3 of 3 people found the following review helpful:
3.0 out of 5 stars
I must be missing something,
By
This review is from: Slaves of New York (Paperback)
Maybe it's because I was born in the 80's and not partying then, or maybe I'm just too middle-class, but I thought this entire book was pretty mediocre. The characters were interesting, but usually I felt like the author was trying too hard to make them interesting. Janowitz fits in with the Bret Easton Ellis/Jay McInerney style of writing about what it's like to be incredibly spoiled and have no soul. The two aforementioned authors pull that off with a lot more style and ability than she does.
I only read this book because I heard that the character of Stash is in Ellis' book American Psycho. Overall, I found myself interested in the stories and the characters, but most of the stories lacked a certain human aspect that the other two authors know how to provide. This is a good read if you're stuck in an airport all day with nothing else, otherwise I'd recommend getting something with more substance.

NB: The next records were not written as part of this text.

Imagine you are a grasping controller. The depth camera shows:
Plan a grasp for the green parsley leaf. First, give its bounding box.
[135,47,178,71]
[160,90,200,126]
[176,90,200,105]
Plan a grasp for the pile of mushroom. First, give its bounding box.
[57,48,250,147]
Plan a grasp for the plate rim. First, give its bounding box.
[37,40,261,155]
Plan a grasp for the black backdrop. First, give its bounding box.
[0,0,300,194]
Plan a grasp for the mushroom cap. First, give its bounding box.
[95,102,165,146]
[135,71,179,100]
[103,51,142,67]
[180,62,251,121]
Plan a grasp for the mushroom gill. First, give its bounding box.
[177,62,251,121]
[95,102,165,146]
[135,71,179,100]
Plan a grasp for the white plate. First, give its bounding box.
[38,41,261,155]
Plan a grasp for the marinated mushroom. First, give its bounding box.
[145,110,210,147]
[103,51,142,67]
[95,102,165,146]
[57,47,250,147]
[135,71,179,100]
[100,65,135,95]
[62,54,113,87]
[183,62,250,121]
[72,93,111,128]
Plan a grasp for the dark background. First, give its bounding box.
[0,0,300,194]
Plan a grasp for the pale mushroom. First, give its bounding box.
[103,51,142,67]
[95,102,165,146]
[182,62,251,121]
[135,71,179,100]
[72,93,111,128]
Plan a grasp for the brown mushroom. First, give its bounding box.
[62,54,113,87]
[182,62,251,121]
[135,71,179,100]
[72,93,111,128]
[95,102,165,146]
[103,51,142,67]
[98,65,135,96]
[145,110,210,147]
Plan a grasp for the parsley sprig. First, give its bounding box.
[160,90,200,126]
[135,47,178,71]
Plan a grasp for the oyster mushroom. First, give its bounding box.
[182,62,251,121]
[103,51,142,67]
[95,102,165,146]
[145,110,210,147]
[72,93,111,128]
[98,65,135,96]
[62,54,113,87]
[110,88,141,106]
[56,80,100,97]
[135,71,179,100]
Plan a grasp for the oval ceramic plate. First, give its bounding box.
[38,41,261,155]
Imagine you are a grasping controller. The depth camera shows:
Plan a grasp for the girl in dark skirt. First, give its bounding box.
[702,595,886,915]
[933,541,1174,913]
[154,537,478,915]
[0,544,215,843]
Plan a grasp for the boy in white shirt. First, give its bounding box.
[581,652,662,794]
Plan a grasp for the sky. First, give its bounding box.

5 of 6 people found the following review helpful:
5.0 out of 5 stars
I read it over and over again,
By "meltingyellow" (Hawaii) - See all my reviews
This review is from: Slaves of New York (Paperback)
I've read this book so many times over that I've actually become sentimentally attached to it. Most of the enjoyment from it is reliving the time in which it's set, the 1980s, an interesting time in the way that the clothing was: at times conservative, other times colorful, overall intriguing, but there's still no way in hell you'd want to BE in it again.This book captures the lives of the wacky, egocentric NY artists who reflect their hated yuppie counterparts in that they're upwardly mobile, albeit nonconformistly, greedy and self-centered. But unlike yuppies, the artists of the Lower East Side present far more colorful stories and egos to capitalize on. Fortunately the book has Eleanor, the self-deprecating protagonist to whom we all endear. She keeps the book light-hearted and comical, as she is the offbeat among the offbeat, the miscast in the world of misfits. She is the self-conscious woman who clashes with, and makes uncomfortable, her fellow carefree artists. But she eventually finds her ground in the big city. We root for because she conquers the city the way we wish we could: by keeping intact our integrity, humility, and naivete, and not succumbing to the cynicism and selfishness of the "Me" generation.